Move Constructor Observations

Although using an rvalue reference enables move semantics, it doesn’t magically make it happen. There are two steps to enablement. The first step is that the rvalue reference allows the compiler to identify when move semantics can be used:

Useless two = one;          // matches Useless::Useless(const Useless &)
Useless four (one + three); // matches Useless::Useless(Useless &&)

The object one is an lvalue, so it matches the lvalue reference, and the expression one + three is an rvalue, so it matches the rvalue reference. Thus, the rvalue reference directs initialization for object four to the move constructor. The second step in enabling move semantics is coding the move constructor so that it provides the behavior we want.

In short, the presence of one constructor with an lvalue reference and a second constructor with an rvalue reference sorts possible initializations into two groups. Objects initialized with an lvalue object use the copy constructor, and objects initialized with an rvalue object use the move constructor. The code writer then can endow these constructors with different behaviors.

This raises the question of what happened before rvalue references were part of the language. If there is no move constructor and the compiler doesn’t optimize away the need for the copy constructor, what should happen? Under C++98, the following statement would invoke the copy constructor:

Useless four (one + three);

But an lvalue reference doesn’t bind to an rvalue. So what happens? As you may recall from Chapter 8, a const reference parameter will bind to a temporary variable or object if the actual argument is an rvalue:

int twice(const & rx) {return 2 * rx;}
...
int main()
{
    int m = 6;
    // below, rx refers to m
    int n = twice(m);
    // below, rx refers to a temporary variable initialized to 21
    int k = twice(21);
...

So in the Useless case, the formal parameter f will be initialized to a temporary object that’s initialized to the return value of operator+(). Here is an excerpt from the result of using an older compiler with Listing 18.2 and omitting the move constructor:

...
Entering operator+()
int constructor called; number of objects: 4
Number of elements: 30 Data address: 01C337C4
temp object:
Leaving operator+()
copy const called; number of objects: 5
Number of elements: 30 Data address: 01C337E8
destructor called; objects left: 4
deleted object:
Number of elements: 30 Data address: 01C337C4
copy const called; number of objects: 5
Number of elements: 30 Data address: 01C337C4
destructor called; objects left: 4
deleted object:
Number of elements: 30 Data address: 01C337E8
...

First, within the Useless::operator+() method, a constructor creates temp, allocating storage for 30 elements at location 01C337C4. Then the copy constructor creates a temporary copy to which f will refer, copying the information to location 01C337E8. Next, temp, which uses location 01C337C4, gets deleted.

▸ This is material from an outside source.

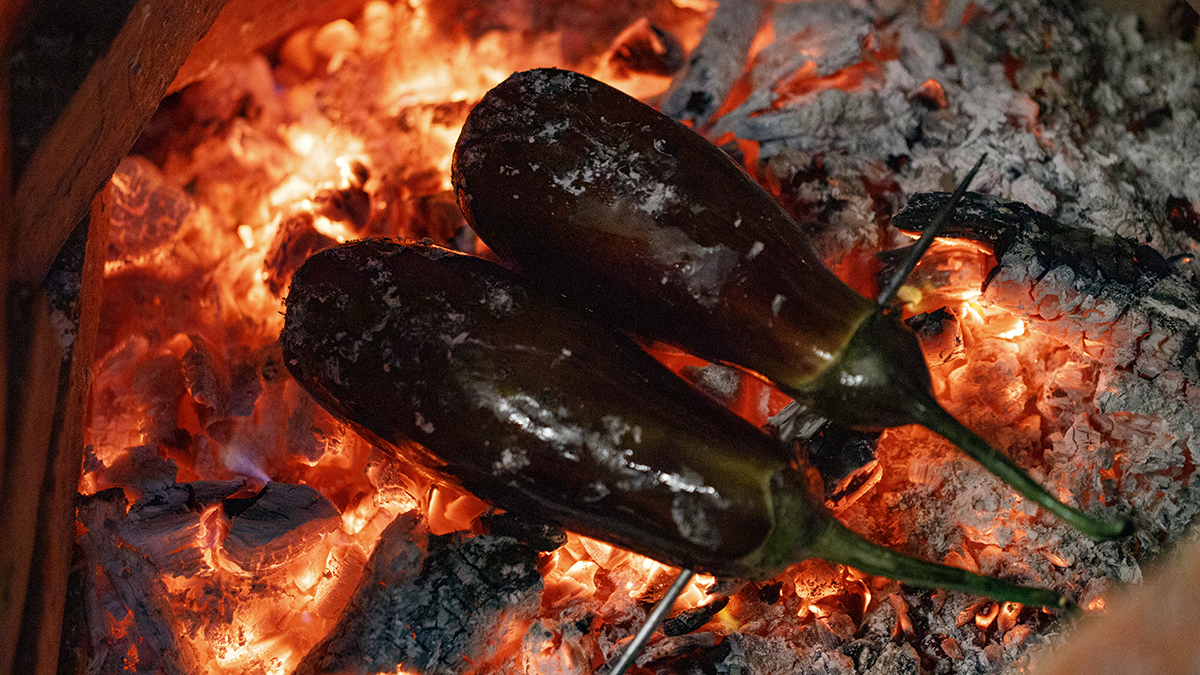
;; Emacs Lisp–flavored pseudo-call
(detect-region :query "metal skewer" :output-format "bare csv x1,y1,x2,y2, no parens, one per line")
601,569,696,675
875,153,988,307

Then a new object, four, is constructed, reusing the recently freed memory at 01C337C4. Then the temporary argument object, which used location 01C337E8, gets deleted. So three complete objects were constructed, and two of them were destroyed. This is the sort of extra work that move semantics are meant to eliminate.

As the g++ example shows, an optimizing compiler might eliminate extra copying on its own, but using an rvalue reference lets the programmer dictate move semantics when appropriate.